Array of 4 individual LEDs Mk3
The swing link signal showed that we didn’t need 6 LEDs, so I bought some more high brightness individual LEDs (ref1) and arranged them in 2 lots of 2-in-series. When driven with the full 40mA, the red and green were blinding, but the yellow was noticeably less bright, this effect being more pronounced as the voltage dropped. What I have finished up with on yellow is a constant current source and a lower series resistor in each leg as shown in fig 5. This takes the full 40mA independent of supply voltage (until the battery is well below 10v), and the current sense resistors on red have been adjusted to give 10 mA, giving the same perceived brightness as yellow. This didn’t work on green, it appears the higher forward voltage drop doesn’t leave enough for operation of the regulator. I have set the series resistors on green so that at full battery voltage the current is 40mA, but have the Arduino output a variable mark/space signal dependant on battery voltage to keep a constant 10mA average current. How to work this out is given in the appendix (website). Next batch will have this on reds instead of current control for simplicity.
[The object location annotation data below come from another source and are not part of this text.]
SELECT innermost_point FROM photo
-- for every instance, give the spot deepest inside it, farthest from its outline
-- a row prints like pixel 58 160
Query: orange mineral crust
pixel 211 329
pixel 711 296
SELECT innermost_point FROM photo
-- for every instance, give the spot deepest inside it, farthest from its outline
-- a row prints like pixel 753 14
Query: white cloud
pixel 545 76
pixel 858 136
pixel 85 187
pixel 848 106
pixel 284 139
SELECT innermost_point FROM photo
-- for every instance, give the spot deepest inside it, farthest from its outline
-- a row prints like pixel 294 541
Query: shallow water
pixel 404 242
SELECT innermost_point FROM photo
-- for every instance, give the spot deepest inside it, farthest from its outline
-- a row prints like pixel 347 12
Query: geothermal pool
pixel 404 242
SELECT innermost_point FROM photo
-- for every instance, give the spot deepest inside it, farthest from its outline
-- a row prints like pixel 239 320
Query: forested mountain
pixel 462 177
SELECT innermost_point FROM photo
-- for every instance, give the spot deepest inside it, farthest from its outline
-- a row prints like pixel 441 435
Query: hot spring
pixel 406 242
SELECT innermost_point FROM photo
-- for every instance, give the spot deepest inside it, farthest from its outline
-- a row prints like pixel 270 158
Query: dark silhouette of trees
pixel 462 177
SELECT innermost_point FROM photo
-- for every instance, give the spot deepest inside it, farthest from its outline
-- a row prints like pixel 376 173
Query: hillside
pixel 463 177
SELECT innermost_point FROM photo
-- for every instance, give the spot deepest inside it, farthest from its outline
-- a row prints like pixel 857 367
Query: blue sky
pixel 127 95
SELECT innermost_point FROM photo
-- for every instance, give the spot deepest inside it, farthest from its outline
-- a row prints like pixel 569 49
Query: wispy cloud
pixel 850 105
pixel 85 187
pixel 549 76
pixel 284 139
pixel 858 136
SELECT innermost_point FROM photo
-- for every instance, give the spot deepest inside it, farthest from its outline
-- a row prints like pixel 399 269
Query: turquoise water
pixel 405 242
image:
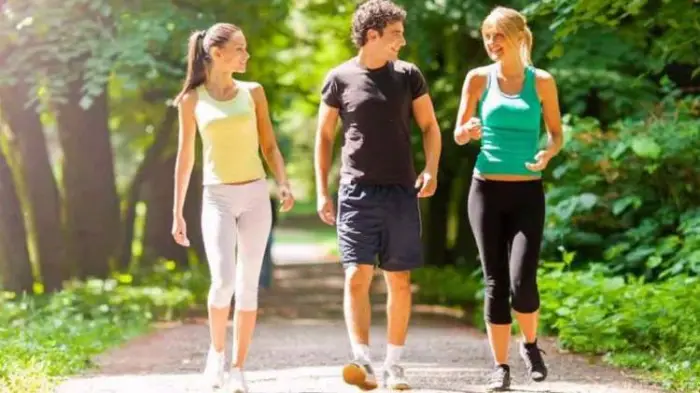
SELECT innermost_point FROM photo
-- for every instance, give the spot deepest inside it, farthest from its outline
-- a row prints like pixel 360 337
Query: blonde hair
pixel 511 23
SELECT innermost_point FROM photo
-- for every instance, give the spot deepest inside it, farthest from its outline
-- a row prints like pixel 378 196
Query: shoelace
pixel 396 371
pixel 498 375
pixel 534 356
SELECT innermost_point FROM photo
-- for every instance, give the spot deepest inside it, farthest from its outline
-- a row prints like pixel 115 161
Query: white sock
pixel 393 355
pixel 360 352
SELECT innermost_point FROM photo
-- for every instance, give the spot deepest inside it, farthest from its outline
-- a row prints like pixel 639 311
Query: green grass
pixel 303 208
pixel 47 337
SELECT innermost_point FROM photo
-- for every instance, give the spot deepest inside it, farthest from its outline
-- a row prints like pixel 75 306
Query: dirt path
pixel 301 342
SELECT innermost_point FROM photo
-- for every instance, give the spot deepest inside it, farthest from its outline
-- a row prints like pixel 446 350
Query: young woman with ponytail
pixel 506 205
pixel 234 125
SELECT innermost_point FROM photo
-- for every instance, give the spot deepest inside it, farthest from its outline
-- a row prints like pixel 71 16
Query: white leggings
pixel 236 223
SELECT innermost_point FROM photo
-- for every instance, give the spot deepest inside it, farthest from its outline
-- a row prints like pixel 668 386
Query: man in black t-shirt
pixel 375 95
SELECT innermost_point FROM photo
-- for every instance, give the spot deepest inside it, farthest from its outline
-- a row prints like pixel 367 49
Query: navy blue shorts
pixel 379 225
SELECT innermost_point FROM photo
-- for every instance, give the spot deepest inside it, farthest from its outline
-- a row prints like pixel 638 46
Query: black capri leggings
pixel 507 219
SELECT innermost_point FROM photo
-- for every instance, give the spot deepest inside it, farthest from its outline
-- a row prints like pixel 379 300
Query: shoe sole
pixel 539 379
pixel 353 374
pixel 398 386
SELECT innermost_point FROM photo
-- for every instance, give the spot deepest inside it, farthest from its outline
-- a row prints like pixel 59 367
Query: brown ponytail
pixel 196 64
pixel 198 54
pixel 526 47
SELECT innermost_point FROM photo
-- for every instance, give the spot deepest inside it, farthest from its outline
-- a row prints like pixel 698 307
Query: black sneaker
pixel 532 356
pixel 499 380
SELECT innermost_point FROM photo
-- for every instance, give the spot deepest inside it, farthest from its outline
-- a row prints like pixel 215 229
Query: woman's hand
pixel 469 130
pixel 179 231
pixel 286 197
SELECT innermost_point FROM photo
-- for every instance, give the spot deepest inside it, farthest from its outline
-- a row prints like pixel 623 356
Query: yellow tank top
pixel 229 132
The LEDs have a beam angle of 30 degrees (15 degrees either side of centre). The prototype assembly is shown in photo 3. The rubber band is temporary, it’s a lot easier than 4 screws during development.
The only downside of this set up is that the light is quite directional. This doesn’t matter as you approach the signal, as being on rails constrains the beholder to be reasonably in line, but when you draw up close to the signal it can be difficult to see which one is lit up, even with the inside of the hood white. I’m told that full size signals have an auxiliary side-facing lens for exactly this reason. If this proves to be a real problem, a lower powered diffuse LED facing sideways can be incorporated. To be pedantic, this side facing LED should be yellow, as failure of a single side facing red would give the false impression that the signal had changed. However, yellow is not as easy to see, and LEDs are very reliable.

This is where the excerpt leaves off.